Invisible Map Overview

Invisible Map is an iOS app intended to help individuals who are visually impaired or blind navigate indoor spaces. To generate a map, users place AprilTags (similar to QR codes) throughout their space. Then, users walk through the space, scanning AprilTags and specifying notable locations in the space. While scanning, the app tracks the user’s phone position to map out walkable areas and their position relative to the AprilTags. Then, the scanned data is sent to a backend server, where global positions of each feature of the map is calculated. The backend also optimizes the map as there are two main errors associated with the scanned data: odometry drift (errors associated with tracking the user’s location over time) and tag detection inacuracy (errors calculating the tag’s position and orientation relative to the user). Once processed, any user can load in the map and select any location to navigate to. During navigation, users scan AprilTags to localize themselves in the space. You can find a demo of the app’s navigation here.

In the past, there was no infrastructure to quantitatively assess map accuracy and, in particular, the optimized position of the AprilTags as there was no easily accessible ground truth data about their position, nor the support for integrating ground truth data with the backend system, which is what motivated my work.

Obtaining Ground Truth Data

Previously, past members attempted several different methods to obtaining ground truth data, which varied from manually measuring AprilTag positions to using a floor plan to calculate their distances. However, none of this systems produced reliable data. As a result, two of my peers and I began researching other methods for obtaining ground truth data, which is when we found rtabmap. RTABMap is an open source mobile and desktop application that can be used to generate 3D point clouds of indoor spaces. An example point cloud is shown below:

Sample RTABMap Point Cloud

Most importantly to us, the application has support for scanning AprilTags and recording their position in the 3D map. With a few modifications to the codebase, I was able to add functionality to exporting the position and orientation of each AprilTag in the global reference frame (relative to the position of the phone when the app is started) once a scan has finished. This allowed us to generate ground truth data on the position of AprilTags in our testing environment.

Adding Backend Support for Ground Truth Data

Our next step was to add support for assessing how each generated map compared to ground truth data. This involved searching for a ground truth dataset every time a scanned dataset is being processed. If found, we added a step to the backend workflow that calculates a ground truth metric, which corresponds to how much the generated map’s april tags vary positionally and orientationally from the ground truth data. We had to create a ground truth metric instead of simply computing the positional difference between corresponding tags because the two datasets were in two different reference frames. The ground truth metric is calculated by anchoring both datasets to corresponding tags and averaging the distance between each other tag. This is done using all the tags in the dataset as the anchor tag and averaging those values to yield the ground truth metric.

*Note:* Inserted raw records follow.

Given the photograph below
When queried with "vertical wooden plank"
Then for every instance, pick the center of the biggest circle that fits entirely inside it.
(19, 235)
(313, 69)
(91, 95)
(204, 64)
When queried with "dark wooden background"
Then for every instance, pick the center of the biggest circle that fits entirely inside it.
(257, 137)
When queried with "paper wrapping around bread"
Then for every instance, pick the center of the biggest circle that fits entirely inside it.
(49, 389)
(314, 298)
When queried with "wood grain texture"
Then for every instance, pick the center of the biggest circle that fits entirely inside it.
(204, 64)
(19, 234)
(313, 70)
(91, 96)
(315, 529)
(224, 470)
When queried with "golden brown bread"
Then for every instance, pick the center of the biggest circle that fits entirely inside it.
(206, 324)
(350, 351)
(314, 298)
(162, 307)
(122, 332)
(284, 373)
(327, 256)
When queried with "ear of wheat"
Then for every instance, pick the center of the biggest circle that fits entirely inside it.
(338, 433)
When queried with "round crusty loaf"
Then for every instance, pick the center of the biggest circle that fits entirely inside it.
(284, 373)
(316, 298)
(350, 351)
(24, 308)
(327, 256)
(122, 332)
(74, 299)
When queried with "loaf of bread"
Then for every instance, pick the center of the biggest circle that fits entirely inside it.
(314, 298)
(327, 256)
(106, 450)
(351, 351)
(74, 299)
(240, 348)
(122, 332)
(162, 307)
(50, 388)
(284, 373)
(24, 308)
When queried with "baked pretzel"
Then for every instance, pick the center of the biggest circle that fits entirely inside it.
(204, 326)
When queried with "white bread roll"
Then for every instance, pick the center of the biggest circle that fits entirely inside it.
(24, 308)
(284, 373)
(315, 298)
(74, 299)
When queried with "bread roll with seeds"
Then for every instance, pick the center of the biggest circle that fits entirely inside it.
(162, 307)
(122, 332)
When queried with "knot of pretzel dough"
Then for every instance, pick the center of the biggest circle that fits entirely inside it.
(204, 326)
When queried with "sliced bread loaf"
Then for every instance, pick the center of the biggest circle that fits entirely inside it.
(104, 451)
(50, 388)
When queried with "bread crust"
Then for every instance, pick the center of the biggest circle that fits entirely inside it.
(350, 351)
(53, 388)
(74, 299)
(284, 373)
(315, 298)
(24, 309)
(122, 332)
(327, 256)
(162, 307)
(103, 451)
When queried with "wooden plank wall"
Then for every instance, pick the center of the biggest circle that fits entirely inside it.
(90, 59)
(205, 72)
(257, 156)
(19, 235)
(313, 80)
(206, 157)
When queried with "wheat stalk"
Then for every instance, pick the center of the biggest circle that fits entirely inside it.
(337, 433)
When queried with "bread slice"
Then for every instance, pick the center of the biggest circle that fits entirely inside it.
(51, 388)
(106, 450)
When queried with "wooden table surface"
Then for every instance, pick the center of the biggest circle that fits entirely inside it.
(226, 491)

We also created visualizations that show us how well the optimization adjusts the tags (whether they are moved towards or away from the ground truth tag position). An example of such visualization is shown below:

Sample Ground Truth Visualization

For more information about our summer work, check out our final presentation!

Future Work

Now that we have a reliable system for evaluating the accuracy of maps generated by our backend system, we hope to conduct more systematic testing of the parameters being used in the backend. This will help us ensure that the parameters being used to generate maps allow for the highest map quality.

We would also like to create a “pseudo” ground truth metric that mimics the ground truth metric without the need for ground truth. Currently, we sweep through different confidence values on the positional and tag detection data and select the map with the lowest ground truth metric. However, this method is not practical as ground truth data is not always available, especially for the average Invisible Map user. For this reason, we are researching other methods for a similar evaluation.

Finally, we would like to publish the work we have done, including information about the overall backend workflow and our future work on the pseudo ground truth metric.